That is a bit of a short-sighted response.
We cannot query your brain for information, and thinking that you can
actively avoid any issues by updating to the newest version is not only
a fantastic dream, its also a potential route to getting compromised, as
not every new version of every bit of software is safe, or solves all
known problems.
Having a query-able and well maintained list of known issues helps in
cases where you know what software you are using, and what risks you are
running by using them, regardless of the possibility of updates,
mitigations or your ability to keep track of mailing lists for every
software you use.
Yes, money is spend, and a bit much at that, but when you start
factoring in the people running the thing, and the maintenance the
lists, hardware, surrounding communication and everything else costs I'm
not sure there's a cheaper option available. Besides, its a public
service, moving this to volunteer driven solutions isn't going to
provide the time critical responses this needs, and moving it to a
company means there will be profit to be made, or competing lists that
need to be bought because of balkanization.

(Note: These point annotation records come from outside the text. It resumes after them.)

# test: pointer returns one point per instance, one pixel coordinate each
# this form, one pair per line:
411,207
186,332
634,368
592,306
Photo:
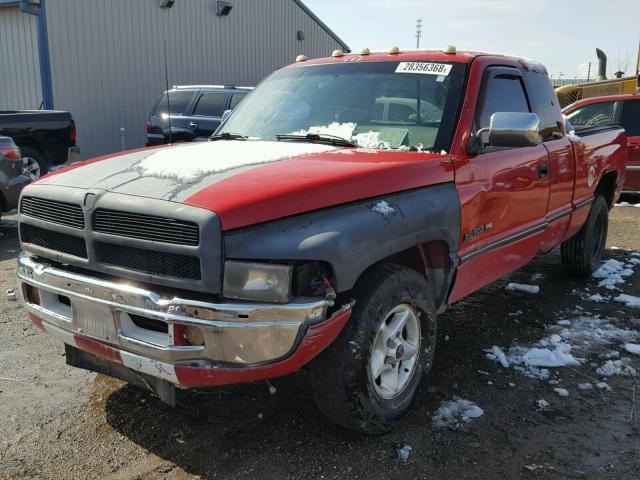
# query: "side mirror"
514,129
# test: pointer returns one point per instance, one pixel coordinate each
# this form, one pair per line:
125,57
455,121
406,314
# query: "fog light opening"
187,335
31,294
193,336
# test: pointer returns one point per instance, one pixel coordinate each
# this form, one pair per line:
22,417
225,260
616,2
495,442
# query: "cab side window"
593,115
630,118
544,103
502,93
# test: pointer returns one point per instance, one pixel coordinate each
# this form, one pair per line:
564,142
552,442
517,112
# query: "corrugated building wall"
19,68
107,57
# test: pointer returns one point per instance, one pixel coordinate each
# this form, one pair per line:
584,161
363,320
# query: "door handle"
543,170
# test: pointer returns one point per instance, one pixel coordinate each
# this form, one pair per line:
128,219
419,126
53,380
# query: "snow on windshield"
369,140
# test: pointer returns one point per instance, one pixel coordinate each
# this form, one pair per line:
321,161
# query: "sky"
562,34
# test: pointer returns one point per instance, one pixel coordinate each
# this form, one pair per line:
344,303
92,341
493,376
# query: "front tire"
367,379
582,254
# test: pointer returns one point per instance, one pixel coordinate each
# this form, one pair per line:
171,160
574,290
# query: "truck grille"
148,261
60,242
146,227
52,211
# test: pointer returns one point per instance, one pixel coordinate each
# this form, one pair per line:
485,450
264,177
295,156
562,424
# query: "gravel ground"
58,422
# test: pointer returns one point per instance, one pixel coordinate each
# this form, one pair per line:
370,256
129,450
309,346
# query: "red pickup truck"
343,205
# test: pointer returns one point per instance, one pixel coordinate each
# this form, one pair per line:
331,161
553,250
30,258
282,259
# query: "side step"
81,359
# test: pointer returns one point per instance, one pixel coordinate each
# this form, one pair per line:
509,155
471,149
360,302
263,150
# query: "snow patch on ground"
596,297
613,273
556,350
370,140
521,287
496,353
455,413
383,208
632,348
629,300
616,367
342,130
542,404
563,392
200,159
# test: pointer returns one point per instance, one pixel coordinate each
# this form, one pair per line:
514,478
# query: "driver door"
504,192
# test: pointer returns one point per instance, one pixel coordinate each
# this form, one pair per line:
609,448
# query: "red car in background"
613,109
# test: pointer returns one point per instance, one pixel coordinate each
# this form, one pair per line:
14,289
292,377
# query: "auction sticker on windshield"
424,67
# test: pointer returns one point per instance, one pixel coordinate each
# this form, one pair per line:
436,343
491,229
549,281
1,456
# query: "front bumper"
242,341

On 4/16/25 21:05, Marco Moock wrote:
Am 16.04.2025 um 16:57:20 Uhr schrieb Rolf Reintjes:
any comments on this?:
https://www.csoonline.com/article/3963190/cve-program-faces-swift-end-after-dhs-fails-to-renew-contract-leaving-security-flaw-tracking-in-limbo.html
I don't see a real use-case for such databases - especially if they
consume that much money. I subscribe to the security mailing lists or
newsgroups for the operating systems and software I use and install new
versions immediately - if possible automated.